As regional managing principal for the Nashville office of Cassidy Turley, Doug Brandon considers himself fortunate. He lives and works in a city that has weathered the country’s economic storms as well as any similarly sized market. Brandon recently spoke with Midwest Real Estate News about the reasons behind Nashville’s resiliency.
Midwest Real Estate News: Are you seeing more commercial real estate activity these days in Nashville? And if you are, what are the reasons? Doug Brandon: We are seeing a lot more activity, especially from the institutional end. We are getting lots of inquiries. We are seeing lots of people testing the waters. Nashville is a very attractive market for a lot of reasons. The diversity of the business community helps. Being a state capital helps. The healthcare market we have is a strong one. We have a huge healthcare presence here that drives a lot of our real estate activity. We have an active tourism market. It’s just a very diverse city. It’s not like some cities where you have all your eggs in one basket. We benefit from a lot of economic drivers.
MWREN: Tennessee no longer has an income tax. How has that helped the commercial real estate market? Brandon: Our state government has always been very aggressive with trying to attract companies to come to Nashville. Having no income tax here is now is also an extremely beneficial thing for us. It really helps the city in attracting new businesses. That’s not the only positive here, though. You are close to the mountains and the beach here. The housing and schools are good. There are a lot of factors.
MWREN: How has Nashville fared during the toughest of economic times? Brandon: We’ve done OK during tough times. From 2009 to 2010 our city’s GDP was up 5-and-a-half percent. That’s a great indicator. Most large or medium cities have taken a big hit in that area during the last couple of years.
MWREN: Are any particular commercial sectors outperforming others? Brandon: The office sector is doing very well. We were going over the numbers yesterday. Our inventory here is very tight. We haven’t had anything new come out of the ground in two-and-a-half years. Five of our eight sub markets are below 10 percent vacancy. That is very appealing for the buy side. I think that is why we are getting a lot of institutional interest. Institutional buyers are seeing that the inventory in Nashville is tight. They think that rents are going to be pushed up a little bit. These investors are ready to step in and look at assets that might be a little undervalued.
MWREN: What about the industrial market in the city? Brandon: We still have a lot of vacancies on the industrial side. Through the end of the second quarter, our industrial vacancy rate was about 11 percent.
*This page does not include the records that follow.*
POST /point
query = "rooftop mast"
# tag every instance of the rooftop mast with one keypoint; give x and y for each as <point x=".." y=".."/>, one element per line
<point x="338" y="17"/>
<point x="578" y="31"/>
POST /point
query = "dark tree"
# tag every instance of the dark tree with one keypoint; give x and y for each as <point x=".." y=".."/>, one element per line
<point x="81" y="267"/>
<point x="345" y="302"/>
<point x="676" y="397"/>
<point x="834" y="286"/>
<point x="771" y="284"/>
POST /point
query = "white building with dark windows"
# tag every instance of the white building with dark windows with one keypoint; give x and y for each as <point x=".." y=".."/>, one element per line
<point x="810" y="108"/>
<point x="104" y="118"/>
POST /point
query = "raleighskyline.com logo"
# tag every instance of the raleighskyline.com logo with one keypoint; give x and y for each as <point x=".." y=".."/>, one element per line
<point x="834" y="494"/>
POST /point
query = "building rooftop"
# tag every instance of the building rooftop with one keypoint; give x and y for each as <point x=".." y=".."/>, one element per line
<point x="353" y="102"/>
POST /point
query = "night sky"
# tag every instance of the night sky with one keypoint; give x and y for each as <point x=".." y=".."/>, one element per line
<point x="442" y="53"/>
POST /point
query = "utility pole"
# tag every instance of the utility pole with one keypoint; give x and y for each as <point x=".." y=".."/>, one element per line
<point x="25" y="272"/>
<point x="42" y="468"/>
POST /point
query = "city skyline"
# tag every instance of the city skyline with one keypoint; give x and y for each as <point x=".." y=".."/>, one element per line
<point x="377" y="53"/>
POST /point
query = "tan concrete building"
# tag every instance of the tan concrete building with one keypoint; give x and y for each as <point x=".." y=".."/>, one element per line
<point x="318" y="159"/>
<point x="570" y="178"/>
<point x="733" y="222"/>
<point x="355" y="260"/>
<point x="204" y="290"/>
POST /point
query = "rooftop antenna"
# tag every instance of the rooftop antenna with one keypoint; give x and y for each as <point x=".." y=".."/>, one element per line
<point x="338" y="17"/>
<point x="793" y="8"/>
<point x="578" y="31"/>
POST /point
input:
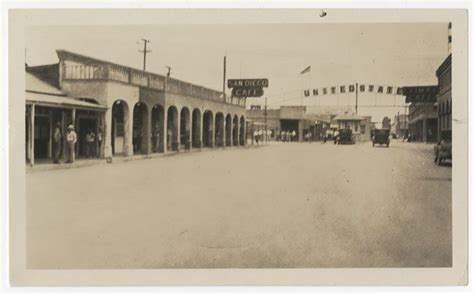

When manufacturing slows down, everything slows down. It has stabilized, though. It has not gotten worse in the last six to eight months. We have, though, had a tough couple of years on the industrial side. When you are competing with Memphis and Atlanta, which are big hubs for distribution centers, it’s not easy. Companies look at us and wonder if they need a presence in Nashville and Atlanta now with business being so slow. This is especially the case with gas prices doing what they have been doing.
MWREN: What do you see for the future of the commercial industry in Nashville? Brandon: I think we will see more activity. There is a lot of talk about some new projects coming out of the ground. We don’t have any large blocks of space left in Nashville, especially on the office side. As far as spaces totaling 50,000 feet or more, there are none here in the Class-A market. There have been a couple of announcements for new projects. There has been lots of speculation. But not having any new inventory in the last couple of years, the only real vacancy we have in the office market is downtown. We are optimistic that the institutional investors will continue to be attracted here.